I don’t know whether to file this story under the law of “unintended consequences,” or “collateral damage” — but apparently, back when the three year-long sunscreen Lanham Act Battle Royale (between Neutrogena, a J&J brand, and Coppertone, a legacy Schering-Plough/Merck brand) was in high dungeon, an ex-Schering-Plough (now Merck) scientist, one Dr. Patricia Agin, submitted a sworn declaration, as part of Coppertone’s case. I believe she was also deposed by the Neutrogena lawyers.
In her rather effusive declaration (quoted at the top of page 4 of the complaint), she explained that the process for stabilizing Coppertone sunscreen in ultraviolet radiation conditions (i.e., out in the sun) “is not, and was never patented by, exclusive to, or invented by, or created by Neutrogena. . . .”

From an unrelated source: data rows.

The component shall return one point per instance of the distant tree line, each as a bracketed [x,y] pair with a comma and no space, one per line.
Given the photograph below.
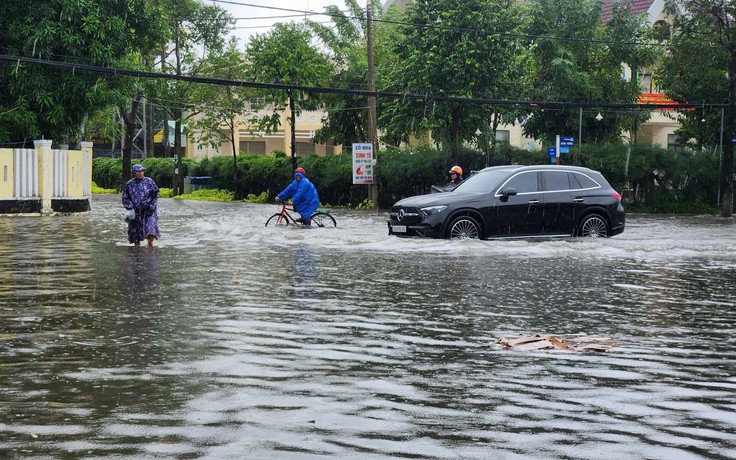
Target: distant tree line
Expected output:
[656,179]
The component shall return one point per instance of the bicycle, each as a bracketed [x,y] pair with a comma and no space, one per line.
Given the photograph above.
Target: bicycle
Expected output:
[320,218]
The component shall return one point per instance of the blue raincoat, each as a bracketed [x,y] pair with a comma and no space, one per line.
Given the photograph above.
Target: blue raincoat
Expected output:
[142,196]
[303,194]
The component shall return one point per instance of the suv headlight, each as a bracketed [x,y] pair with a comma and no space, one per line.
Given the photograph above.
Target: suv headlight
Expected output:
[432,210]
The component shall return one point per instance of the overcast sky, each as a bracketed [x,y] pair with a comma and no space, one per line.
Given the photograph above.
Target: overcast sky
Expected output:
[258,16]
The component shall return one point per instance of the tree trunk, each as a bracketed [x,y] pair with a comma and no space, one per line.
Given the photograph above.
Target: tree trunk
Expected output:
[454,128]
[292,123]
[236,183]
[129,119]
[727,162]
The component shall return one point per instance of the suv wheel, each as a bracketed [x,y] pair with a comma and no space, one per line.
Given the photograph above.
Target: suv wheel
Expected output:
[593,226]
[464,228]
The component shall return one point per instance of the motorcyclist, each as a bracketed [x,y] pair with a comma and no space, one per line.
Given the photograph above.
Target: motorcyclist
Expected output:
[303,195]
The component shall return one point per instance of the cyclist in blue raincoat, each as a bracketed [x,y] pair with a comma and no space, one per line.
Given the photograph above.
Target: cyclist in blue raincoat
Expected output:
[303,194]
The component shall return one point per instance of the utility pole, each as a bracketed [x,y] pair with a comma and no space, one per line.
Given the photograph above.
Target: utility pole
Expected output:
[372,117]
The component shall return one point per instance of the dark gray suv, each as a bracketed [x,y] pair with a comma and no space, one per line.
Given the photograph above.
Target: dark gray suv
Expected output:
[515,201]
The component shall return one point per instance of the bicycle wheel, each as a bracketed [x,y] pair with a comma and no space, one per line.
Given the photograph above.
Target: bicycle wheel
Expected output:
[274,220]
[323,219]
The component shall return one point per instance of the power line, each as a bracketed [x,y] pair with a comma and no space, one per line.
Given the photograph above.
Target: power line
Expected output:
[450,28]
[378,94]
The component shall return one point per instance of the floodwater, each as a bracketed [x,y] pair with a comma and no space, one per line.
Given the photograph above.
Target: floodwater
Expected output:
[232,340]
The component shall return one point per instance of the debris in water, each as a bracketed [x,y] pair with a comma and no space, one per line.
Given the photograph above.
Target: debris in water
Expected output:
[573,342]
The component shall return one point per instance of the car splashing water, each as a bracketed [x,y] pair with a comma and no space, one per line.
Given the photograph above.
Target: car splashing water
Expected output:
[234,340]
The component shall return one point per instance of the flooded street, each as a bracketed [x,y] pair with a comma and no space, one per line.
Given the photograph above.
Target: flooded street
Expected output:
[234,340]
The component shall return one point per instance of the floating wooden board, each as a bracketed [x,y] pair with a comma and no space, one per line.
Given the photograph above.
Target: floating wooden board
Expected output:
[572,342]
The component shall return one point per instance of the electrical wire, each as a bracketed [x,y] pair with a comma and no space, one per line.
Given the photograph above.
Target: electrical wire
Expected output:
[322,90]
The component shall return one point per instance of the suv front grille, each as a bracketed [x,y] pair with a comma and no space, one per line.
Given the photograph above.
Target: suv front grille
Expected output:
[405,215]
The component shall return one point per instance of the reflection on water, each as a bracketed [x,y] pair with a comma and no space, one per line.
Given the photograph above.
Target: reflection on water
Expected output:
[232,340]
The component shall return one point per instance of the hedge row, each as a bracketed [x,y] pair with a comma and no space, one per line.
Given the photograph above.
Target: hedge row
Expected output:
[655,179]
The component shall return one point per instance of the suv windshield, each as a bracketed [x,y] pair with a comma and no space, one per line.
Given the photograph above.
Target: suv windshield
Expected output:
[484,181]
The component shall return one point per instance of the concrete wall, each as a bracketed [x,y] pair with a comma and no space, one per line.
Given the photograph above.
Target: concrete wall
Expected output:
[44,181]
[6,172]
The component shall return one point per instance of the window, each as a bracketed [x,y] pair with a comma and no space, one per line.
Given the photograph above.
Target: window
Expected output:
[672,143]
[556,181]
[503,136]
[253,147]
[581,181]
[526,182]
[304,148]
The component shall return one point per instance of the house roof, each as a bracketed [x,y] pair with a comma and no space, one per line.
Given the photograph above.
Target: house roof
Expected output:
[637,7]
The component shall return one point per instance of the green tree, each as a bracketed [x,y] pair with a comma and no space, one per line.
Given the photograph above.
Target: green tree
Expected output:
[578,59]
[452,49]
[46,101]
[286,56]
[345,39]
[700,67]
[221,109]
[197,30]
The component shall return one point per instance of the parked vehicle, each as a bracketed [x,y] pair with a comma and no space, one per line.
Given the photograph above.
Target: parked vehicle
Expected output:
[515,202]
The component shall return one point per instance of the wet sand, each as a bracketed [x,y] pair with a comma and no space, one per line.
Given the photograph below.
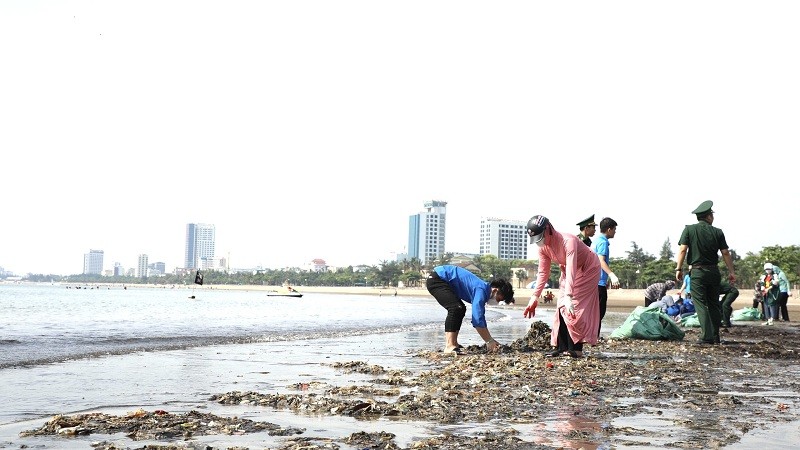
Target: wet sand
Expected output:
[629,394]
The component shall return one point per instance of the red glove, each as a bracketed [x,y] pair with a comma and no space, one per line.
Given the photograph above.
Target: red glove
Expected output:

True enough. It actually turns out that L’Oreal owns that patent.
It is in year 16 of its life, and it is a process patent, but L’Oreal of Paris owns it. And L’Oreal’s patent lawyers allege that neither Coppertone, nor Neutrogena have a valid patent license from L’Oreal. Ouch. From the Bloomberg story — a bit, and here is the complaint at law (link is a 7 page PDF file):
. . . .L’Oreal sued Merck & Co., the maker of Coppertone, and Johnson & Johnson, which owns Neutrogena Corp., for patent infringement in federal court in Wilmington, Delaware, on January 27, 2012. . . .
In dispute are parents 5,576,354, issued in November 1996, and 5,587,150, issued in December 1996. Both cover compounds used to block the skin’s exposure to ultraviolet-light damage. . . .
The “acts of infringement have caused and will continue to cause damage to L’Oreal,” the Paris-based company said in court papers. L’Oreal claims it has patented a mixture of compounds that help stabilize its sunscreen. That mixture appears in so- called avobenzone sunscreens and uses the compound octocrylene, according to court papers.
Last year, L’Oreal earned 2.51 billion euros ($3.29 billion) on revenue of 20.3 billion euros, according to information compiled by Bloomberg. . . .
It may well turn out to be that both J&J and Merck have developed processes to stabilize their respective sunscreens with octocrylene, in ultraviolet conditions that do not in any way read on, or implicate the L’Oreal patents, but it is clear that the labels of each of their sunscreens list octocrylene as an ingredient.
And so — let’s call this one the “The Son of Sunscreen Battle Royale“! Should be entertaining.
We will keep you slathered in thick white gunk on this, no doubt.